The Commission has published its report on the performance of the European Globalisation Adjustment Fund (EGF) in 2015 and 2016.
The report reaffirms the role of the Fund as a flagship demonstration of European solidarity within the limits of its set-up and budgetary availabilities, having helped close to 19,500 workers to adjust to changing trade patterns and consequences of the economic and financial crisis in that period..
European Commissioner for Employment, Social Affairs, Skills and Labour Mobility Marianne Thyssen,said: "Today's results demonstrate the added value of the Globalisation Adjustment Fund in helping redundant workers who have difficulties to find a new job. The assistance worth €70 million of the Fund has paid off: in 2015 and 2016, 9,072assisted workers were re-employed, despite the challenging labour market situation these people faced.

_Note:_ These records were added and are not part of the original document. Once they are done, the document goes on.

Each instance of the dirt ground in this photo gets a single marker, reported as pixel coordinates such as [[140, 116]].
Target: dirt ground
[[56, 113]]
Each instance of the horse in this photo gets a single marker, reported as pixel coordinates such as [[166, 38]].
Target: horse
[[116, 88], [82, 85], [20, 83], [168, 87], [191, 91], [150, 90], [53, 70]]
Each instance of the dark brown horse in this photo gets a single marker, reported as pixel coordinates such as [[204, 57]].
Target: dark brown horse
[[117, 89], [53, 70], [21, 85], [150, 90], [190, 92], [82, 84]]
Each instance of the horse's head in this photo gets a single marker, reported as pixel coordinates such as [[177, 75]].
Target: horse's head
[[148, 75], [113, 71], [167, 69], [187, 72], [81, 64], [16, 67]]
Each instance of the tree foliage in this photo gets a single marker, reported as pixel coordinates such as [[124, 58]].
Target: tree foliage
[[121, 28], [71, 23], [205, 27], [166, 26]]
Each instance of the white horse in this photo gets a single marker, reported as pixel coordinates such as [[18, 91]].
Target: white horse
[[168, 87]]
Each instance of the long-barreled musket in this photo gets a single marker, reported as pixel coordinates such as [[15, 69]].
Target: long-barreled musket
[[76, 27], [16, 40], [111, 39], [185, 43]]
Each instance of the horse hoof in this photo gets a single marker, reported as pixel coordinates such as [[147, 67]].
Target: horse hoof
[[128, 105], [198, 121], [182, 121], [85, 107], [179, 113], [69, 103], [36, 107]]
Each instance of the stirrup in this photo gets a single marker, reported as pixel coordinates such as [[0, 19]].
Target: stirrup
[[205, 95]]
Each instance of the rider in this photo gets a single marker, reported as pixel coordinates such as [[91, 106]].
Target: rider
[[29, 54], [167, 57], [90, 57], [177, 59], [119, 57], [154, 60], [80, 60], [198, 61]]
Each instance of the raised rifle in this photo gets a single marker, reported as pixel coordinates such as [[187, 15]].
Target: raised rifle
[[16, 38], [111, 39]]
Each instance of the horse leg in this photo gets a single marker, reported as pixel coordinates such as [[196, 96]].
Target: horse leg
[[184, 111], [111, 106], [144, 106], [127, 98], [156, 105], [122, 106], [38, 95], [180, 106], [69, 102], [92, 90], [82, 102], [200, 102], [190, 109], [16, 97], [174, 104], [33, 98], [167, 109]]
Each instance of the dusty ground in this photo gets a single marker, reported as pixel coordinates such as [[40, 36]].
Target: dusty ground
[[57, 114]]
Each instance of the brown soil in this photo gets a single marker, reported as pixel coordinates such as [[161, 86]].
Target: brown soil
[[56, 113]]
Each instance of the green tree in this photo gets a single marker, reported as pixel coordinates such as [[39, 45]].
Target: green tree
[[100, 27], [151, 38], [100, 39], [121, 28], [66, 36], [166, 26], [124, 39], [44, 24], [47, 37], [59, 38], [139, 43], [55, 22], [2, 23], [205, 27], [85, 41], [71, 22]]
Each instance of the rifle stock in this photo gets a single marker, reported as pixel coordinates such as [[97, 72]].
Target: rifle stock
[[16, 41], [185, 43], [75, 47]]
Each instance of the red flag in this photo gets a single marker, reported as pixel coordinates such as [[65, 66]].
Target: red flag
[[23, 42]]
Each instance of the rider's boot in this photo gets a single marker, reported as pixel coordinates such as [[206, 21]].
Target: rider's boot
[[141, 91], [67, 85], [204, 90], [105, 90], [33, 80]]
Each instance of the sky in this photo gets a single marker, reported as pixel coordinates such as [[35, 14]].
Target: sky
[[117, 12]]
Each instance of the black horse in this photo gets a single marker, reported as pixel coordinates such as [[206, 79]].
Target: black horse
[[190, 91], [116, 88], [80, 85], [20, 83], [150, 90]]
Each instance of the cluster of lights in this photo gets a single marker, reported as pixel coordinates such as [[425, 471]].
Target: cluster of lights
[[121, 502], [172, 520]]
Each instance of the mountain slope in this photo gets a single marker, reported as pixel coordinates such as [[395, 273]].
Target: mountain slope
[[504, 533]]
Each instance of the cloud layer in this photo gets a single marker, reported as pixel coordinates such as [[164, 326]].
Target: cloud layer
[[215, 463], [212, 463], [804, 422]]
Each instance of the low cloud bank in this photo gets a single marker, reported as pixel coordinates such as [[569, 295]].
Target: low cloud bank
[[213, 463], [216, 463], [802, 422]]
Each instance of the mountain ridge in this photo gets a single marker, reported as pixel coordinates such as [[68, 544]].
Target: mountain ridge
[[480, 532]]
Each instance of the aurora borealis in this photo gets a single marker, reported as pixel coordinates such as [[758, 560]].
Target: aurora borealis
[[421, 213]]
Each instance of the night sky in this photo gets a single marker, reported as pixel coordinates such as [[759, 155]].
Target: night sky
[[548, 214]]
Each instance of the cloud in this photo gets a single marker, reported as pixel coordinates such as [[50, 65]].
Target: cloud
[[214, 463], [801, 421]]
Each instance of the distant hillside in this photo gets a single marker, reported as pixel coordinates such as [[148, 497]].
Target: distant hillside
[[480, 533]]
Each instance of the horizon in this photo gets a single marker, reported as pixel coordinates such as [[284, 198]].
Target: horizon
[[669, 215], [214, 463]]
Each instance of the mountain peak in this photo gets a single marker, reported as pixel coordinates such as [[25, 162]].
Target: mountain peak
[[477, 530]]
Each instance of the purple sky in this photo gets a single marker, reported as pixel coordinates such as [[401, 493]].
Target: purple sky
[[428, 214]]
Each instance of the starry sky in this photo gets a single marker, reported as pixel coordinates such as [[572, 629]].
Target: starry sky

This year's tenth anniversary of the Globalisation Adjustment Fund marks it as a proof of European solidarity to workers falling victim to mass lay-offs caused by globalisation or the crisis."
9,072 workers, or close to half of the workers who participated in the Globalisation Adjustment Fund measures, had found new jobs or were self-employed after one year, at the end of the implementation period of the measures. An additional 645 people were at that time in education or training to increase their future employability.
EU countries also reported that the personal situation, employability and self-confidence of the workers concerned had visibly improved thanks to the Globalisation Adjustment Fund assistance and services. This was even the case for those who had not found new work immediately after the end of the measures.
These positive results are encouraging, especially given the difficult context in which they have been achieved. The labour market situation in some EU countries was particularly challenging in the period covered by the report. Mass lay-offs occurred in territories that were already suffering from above average unemployment rates. Many supported workers were low-skilled or had other disadvantages as jobseekers.
This proves once again that EU funding, such as the Globalisation Adjustment Fund, can make a difference, especially for the most vulnerable people in our societies.